GM-CSF (CSF-2) and CSF-1 are key cytokines for the mononuclear phagocytes, including monocytes, macrophages and dendritic cells (DCs). GM-CSF is critical for in vitro monocyte-derived DCs (Mo-DCs) generation and the development of resident CD103⁺ DCs in some tissues. In contrast, CSF-1 is essential for the homeostasis of monocyte/macrophage lineage cells. However, clear delineation of DC subsets, Mo-DCs and classical DCs (cDCs), has remained relatively unclear because of many overlapping features of these cells such as surface markers, making it difficult to discern the differential roles of GM-CSF or CSF-1 in controlling such cells.

In this study, we assess the effects of GM-CSF and CSF-1 on myeloid-lineage populations during inflammation utilizing a number of animal models. Peritoneal exudate cells (PECs) were taken from antigen (mBSA)-induced peritonitis (AIP) or thioglycolate-induced peritonitis. Spleen cells from intravenous LPS-challenged mice were examined. Mice also received anti-GM-CSF (22E9), anti-M-CSFR (AFS98), or control mAbs. Monocytes, macrophages, and DC subsets (Mo-DCs and cDCs) were monitored by flow cytometry.

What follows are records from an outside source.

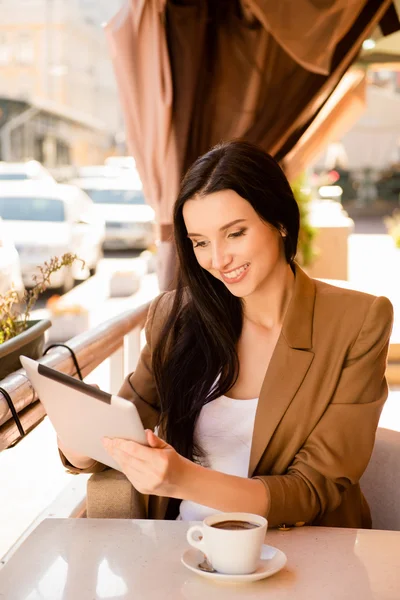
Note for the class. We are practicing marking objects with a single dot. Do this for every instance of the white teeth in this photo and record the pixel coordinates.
(236, 273)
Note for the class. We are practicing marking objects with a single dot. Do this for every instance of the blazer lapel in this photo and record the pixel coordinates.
(289, 364)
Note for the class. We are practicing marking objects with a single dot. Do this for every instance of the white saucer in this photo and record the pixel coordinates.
(272, 560)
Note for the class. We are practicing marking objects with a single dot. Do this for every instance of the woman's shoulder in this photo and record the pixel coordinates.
(350, 303)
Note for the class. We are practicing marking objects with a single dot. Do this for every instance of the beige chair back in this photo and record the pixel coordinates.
(380, 483)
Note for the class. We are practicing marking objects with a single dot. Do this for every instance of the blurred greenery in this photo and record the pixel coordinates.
(306, 250)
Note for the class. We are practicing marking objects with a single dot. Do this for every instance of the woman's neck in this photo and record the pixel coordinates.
(267, 306)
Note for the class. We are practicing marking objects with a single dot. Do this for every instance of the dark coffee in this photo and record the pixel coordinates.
(235, 525)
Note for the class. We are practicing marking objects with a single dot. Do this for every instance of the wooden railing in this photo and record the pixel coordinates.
(117, 339)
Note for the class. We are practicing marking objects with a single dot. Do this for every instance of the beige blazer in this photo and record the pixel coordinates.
(319, 404)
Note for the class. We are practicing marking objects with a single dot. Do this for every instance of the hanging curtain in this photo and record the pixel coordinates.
(194, 72)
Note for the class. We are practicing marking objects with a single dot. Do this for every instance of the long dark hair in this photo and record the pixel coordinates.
(195, 358)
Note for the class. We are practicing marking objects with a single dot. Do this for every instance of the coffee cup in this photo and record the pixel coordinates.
(232, 542)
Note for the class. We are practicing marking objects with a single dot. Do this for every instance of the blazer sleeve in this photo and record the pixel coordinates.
(138, 387)
(338, 450)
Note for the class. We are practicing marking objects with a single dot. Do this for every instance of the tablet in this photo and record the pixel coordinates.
(81, 414)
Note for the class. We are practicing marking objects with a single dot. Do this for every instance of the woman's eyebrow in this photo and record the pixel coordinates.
(223, 228)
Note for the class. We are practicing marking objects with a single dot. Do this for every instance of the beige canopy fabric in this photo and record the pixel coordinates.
(194, 72)
(342, 110)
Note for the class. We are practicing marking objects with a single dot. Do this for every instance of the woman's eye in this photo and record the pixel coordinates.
(199, 244)
(237, 233)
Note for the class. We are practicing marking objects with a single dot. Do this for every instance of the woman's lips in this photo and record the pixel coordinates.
(235, 275)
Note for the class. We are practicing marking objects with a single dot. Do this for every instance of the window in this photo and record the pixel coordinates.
(5, 49)
(25, 52)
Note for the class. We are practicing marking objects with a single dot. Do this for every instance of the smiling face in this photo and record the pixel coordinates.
(231, 241)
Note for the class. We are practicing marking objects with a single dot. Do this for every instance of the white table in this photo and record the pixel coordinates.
(87, 559)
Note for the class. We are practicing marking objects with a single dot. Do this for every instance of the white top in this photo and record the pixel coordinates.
(224, 431)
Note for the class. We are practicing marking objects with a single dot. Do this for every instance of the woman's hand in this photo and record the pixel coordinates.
(154, 469)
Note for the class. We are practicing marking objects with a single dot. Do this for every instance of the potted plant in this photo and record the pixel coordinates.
(68, 320)
(19, 334)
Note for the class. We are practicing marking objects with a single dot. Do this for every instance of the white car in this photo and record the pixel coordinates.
(121, 203)
(47, 220)
(10, 267)
(30, 169)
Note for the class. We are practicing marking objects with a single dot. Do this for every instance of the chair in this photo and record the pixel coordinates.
(380, 483)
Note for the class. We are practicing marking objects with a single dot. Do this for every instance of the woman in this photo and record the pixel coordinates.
(264, 386)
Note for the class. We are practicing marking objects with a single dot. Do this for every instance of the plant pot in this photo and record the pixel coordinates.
(29, 343)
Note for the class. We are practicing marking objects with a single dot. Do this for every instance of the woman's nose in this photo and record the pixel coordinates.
(220, 258)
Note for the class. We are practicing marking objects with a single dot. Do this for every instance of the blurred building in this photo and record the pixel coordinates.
(58, 96)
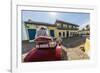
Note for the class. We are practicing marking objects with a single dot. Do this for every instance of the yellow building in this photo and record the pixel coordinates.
(59, 29)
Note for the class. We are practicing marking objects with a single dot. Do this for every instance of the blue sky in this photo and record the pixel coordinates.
(51, 17)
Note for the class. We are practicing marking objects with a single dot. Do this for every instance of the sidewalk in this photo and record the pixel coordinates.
(76, 53)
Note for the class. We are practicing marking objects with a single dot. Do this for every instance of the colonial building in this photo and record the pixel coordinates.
(59, 29)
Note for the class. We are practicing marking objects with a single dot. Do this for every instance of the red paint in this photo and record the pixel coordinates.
(47, 54)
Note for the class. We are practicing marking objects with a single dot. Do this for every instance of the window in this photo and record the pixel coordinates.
(63, 34)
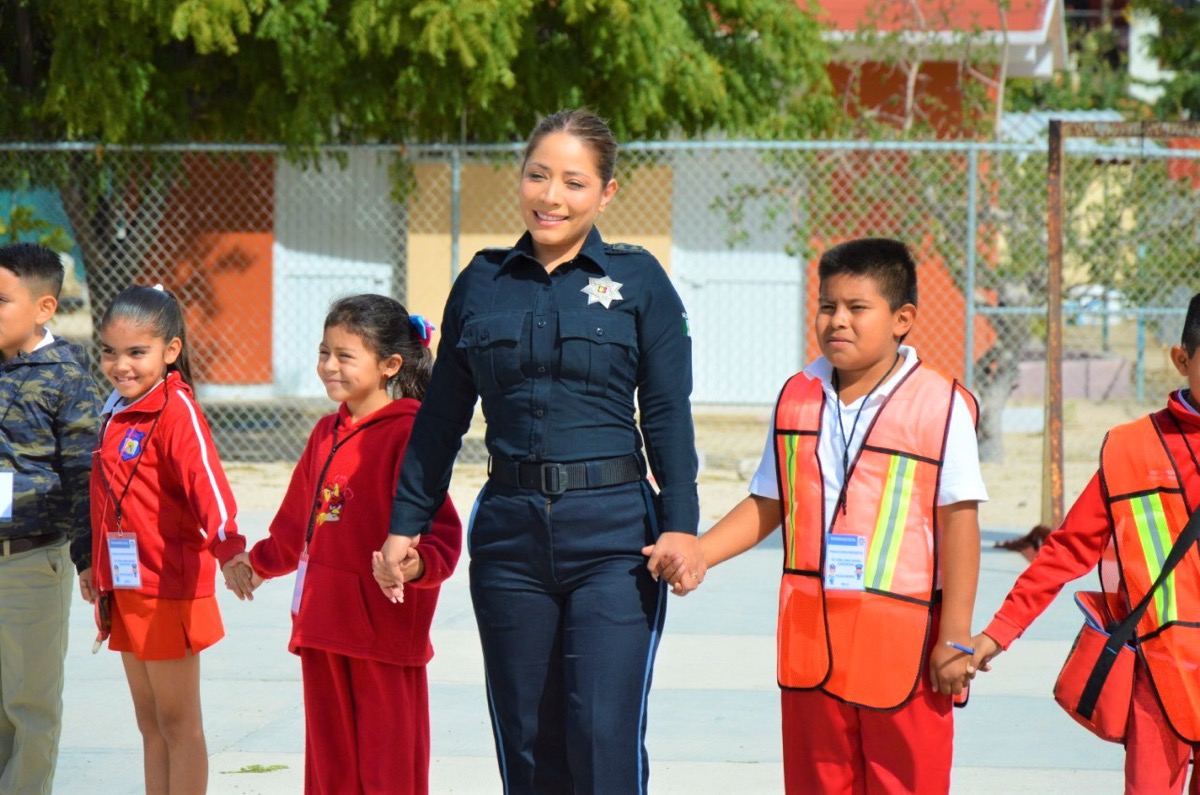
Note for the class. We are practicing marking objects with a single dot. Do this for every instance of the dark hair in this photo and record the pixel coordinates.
(39, 268)
(588, 127)
(887, 262)
(1191, 336)
(157, 311)
(387, 329)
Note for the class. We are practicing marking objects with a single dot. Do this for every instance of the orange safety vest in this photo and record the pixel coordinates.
(1149, 509)
(863, 645)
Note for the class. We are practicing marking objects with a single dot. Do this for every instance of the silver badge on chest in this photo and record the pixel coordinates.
(603, 291)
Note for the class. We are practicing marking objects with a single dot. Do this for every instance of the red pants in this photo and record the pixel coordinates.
(1156, 758)
(366, 725)
(833, 748)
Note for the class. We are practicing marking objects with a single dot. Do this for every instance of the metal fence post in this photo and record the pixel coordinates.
(1140, 368)
(455, 210)
(970, 286)
(1051, 459)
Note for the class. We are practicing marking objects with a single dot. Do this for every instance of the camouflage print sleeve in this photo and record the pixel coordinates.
(77, 424)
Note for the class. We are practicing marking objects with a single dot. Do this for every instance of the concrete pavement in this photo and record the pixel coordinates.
(714, 709)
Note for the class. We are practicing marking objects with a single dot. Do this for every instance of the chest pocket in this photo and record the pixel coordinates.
(493, 348)
(598, 351)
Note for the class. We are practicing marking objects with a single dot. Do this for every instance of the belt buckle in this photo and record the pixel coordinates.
(558, 478)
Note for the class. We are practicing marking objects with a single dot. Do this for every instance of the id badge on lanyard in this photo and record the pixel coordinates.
(123, 557)
(301, 568)
(845, 561)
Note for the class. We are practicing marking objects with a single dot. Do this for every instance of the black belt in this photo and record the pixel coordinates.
(17, 545)
(553, 479)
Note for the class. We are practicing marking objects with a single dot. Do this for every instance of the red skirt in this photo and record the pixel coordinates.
(154, 628)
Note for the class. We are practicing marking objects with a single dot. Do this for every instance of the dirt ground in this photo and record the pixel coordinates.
(731, 442)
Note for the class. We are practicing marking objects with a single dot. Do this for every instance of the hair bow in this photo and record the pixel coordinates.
(423, 328)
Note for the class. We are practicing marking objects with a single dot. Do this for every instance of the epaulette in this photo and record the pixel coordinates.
(493, 253)
(623, 247)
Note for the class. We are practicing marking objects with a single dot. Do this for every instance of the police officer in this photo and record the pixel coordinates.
(558, 335)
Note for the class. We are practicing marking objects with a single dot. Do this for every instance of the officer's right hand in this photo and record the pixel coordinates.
(388, 565)
(87, 585)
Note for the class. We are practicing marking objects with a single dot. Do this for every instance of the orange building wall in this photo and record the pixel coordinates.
(216, 234)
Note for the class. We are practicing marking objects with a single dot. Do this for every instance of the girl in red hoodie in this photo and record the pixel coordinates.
(361, 657)
(161, 512)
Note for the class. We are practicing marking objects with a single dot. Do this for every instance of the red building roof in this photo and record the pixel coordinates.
(1031, 30)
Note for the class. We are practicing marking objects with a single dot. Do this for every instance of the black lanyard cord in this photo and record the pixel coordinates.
(853, 428)
(145, 443)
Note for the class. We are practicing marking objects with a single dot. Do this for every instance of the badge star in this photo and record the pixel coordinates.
(603, 291)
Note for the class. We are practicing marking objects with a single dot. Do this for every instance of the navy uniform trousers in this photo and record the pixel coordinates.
(570, 621)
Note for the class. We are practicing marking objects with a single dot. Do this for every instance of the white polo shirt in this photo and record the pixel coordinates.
(960, 480)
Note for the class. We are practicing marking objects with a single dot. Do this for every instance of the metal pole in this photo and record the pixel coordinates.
(972, 245)
(1140, 377)
(1051, 449)
(455, 210)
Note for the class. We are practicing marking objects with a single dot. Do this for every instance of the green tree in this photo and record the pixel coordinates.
(1175, 47)
(310, 72)
(317, 71)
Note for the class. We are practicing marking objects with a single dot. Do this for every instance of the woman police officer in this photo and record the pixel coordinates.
(556, 335)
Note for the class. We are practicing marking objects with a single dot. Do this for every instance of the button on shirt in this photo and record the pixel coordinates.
(559, 359)
(960, 479)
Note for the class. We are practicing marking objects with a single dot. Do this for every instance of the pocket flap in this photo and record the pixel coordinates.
(489, 329)
(599, 327)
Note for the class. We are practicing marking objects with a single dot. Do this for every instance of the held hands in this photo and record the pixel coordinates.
(240, 577)
(88, 585)
(949, 669)
(396, 563)
(987, 649)
(677, 559)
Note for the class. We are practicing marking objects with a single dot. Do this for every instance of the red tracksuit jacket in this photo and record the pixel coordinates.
(341, 490)
(156, 461)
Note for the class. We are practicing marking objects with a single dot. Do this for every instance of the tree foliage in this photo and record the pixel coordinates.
(307, 72)
(1175, 47)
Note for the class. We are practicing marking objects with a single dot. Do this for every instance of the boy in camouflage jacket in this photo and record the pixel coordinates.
(49, 417)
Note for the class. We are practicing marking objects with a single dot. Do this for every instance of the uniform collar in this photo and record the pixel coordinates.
(592, 253)
(47, 340)
(1181, 408)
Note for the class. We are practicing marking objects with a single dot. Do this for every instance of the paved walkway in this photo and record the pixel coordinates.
(714, 710)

We classified all monocyte descendants, including monocytes, monocyte-derived macrophages and Mo-DCs, by their CSF-1 receptor/CD115 expression, setting them apart from cDC lineage. Inflammatory Mo-DCs were found in the AIP PECs, but not in thioglycolate-PECs or LPS-challenged spleens, and were depleted specifically in GM-CSF^-/- or anti-GM-CSF-treated mice. AIP Mo-DCs, macrophages, and monocytes were all depleted following CSF-1R neutralization. In contrast, cDCs subsets in all tissues examined were relatively unaffected by the GM-CSF or CSF-1R neutralization. In summary, GM-CSF deletion or anti-GM-CSF treatment abrogated the accumulation of inflammatory Mo-DCs, with no effect on nonlymphoid tissue cDCs, in T cell-dependent inflammation; in contrast, the CSF-1 receptor was important for all inflammatory monocyte descendants, but not the cDC lineage populations.